Ensemble Dal Niente gave a full concert Friday evening, demonstrating the breadth and refinement of their repertoire. Rebecca Saunders’ Stirrings Still II opened the concert. Sparse and ethereal melodic fragments drifted from the players spread around cavernous Kobacker Hall, complementing Mark Buchner’s resonant bass on a blue-lit stage. The occasional ringing of bowed crotales, completely hidden from view, was a charming surprise. George Lewis’ raucous Assemblages received its world premiere by the entire ensemble, full of special effects and barely-controlled chaos. Dal Niente also premiered BGSU professor of composition Mikel Kuehn’s Undercurrents, a contrapuntally detailed yet spacious work that faded to a quiet conclusion, resonating throughout the hall.
The concert ended with Salz, by Enno Poppe, a 15-minute crescendo bolstered by Winston Choi on organ sampler. In particular, violist Doyle Armbrust’s snaking, delicate lines that began the piece and percussionist Gregory Beyer’s intricate and powerful rhythms that ended it anchored Dal Niente’s exuberant virtuosity.
Saturday, October 19
Saturday began with a concert of music by the winners of the BGSU Young Composers Competition and composition students from the Toledo School of Arts. All of the promising young composers were in attendance and gave short program notes from the stage.
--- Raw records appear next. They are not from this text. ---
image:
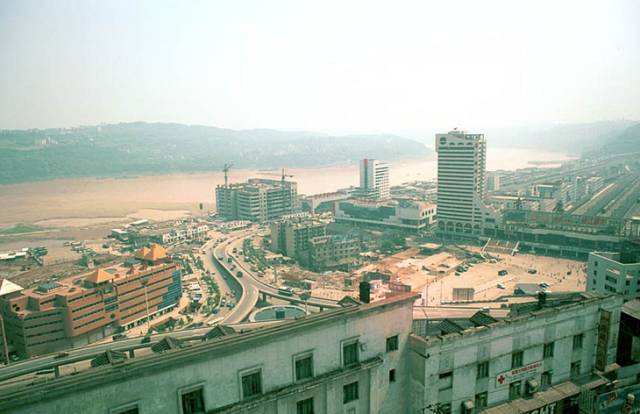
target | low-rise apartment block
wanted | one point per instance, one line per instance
(614, 273)
(333, 252)
(168, 235)
(83, 309)
(348, 361)
(257, 200)
(399, 214)
(541, 357)
(291, 237)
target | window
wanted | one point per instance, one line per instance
(350, 354)
(516, 359)
(392, 343)
(126, 409)
(483, 370)
(305, 406)
(350, 392)
(251, 384)
(575, 368)
(304, 367)
(514, 389)
(481, 400)
(192, 401)
(577, 341)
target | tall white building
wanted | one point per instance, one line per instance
(461, 182)
(374, 180)
(614, 273)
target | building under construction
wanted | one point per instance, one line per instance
(258, 199)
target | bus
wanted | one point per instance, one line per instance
(286, 291)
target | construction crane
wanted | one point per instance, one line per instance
(225, 170)
(283, 175)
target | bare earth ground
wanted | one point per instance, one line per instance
(106, 198)
(482, 277)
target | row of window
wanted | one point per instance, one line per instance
(192, 400)
(482, 368)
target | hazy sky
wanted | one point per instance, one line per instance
(323, 65)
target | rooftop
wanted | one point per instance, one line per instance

Saturday’s penultimate concert was entirely electroacoustic, with live performers aided by a variety of electronic media. Marcos Balter’s Cardinal for baritone saxophone received its world premiere. Aided by a healthy dose of delay and reverb, Dal Niente saxophonist Ryan Muncy let forth a stream of constantly clicking keys, with ghostly pitches emerging from a turbulent veil of air. Jeff Manchur performed Timothy Roy’s Wunderkind for toy piano and live electronics with sensitivity and power despite the diminutive size of the instrument. Carter John Rice’s Building Fractures employed samples of breaking objects, including glass and celery stalks, while mezzo-soprano Elizabeth Pearse sang a similarly disjointed text about the nature of fracturing. Pianist Stephanie Titus and flutist Elise Roy aided her splendidly. Matthew McBride-Daline played John Drumheller’s “The View From Dead Horse Point.” for viola and electronics. After a thick layer of effects brought the somber piece to a climax, it closed with a very simple melodic line and long delay that created a plaintive canon.
The BGSU Wind Ensemble and Philharmonia performed the final concert of the festival on Saturday evening. The first half’s highlight was The Shadow of Sirius by Joel Puckett, with Conor Nelson as flute soloist. Rich, low chords from the ensemble supported Nelson’s lyrical playing, and the Wind Ensemble’s flute section interjected occasionally with floating melodic cells from around the hall. The second half featured, among works by Cindy McTee and Shen Yiwen, the world premiere of Braxton Blake’s clarinet concerto Aria and Toccata, performed by Kevin Schempf with clear phrasing and virtuosity.
It’s not too soon to be planning to attend next year’s Bowling Green New Music Festival when the featured artists will be composer Paul Dresher and the Pul Dresher Ensemble.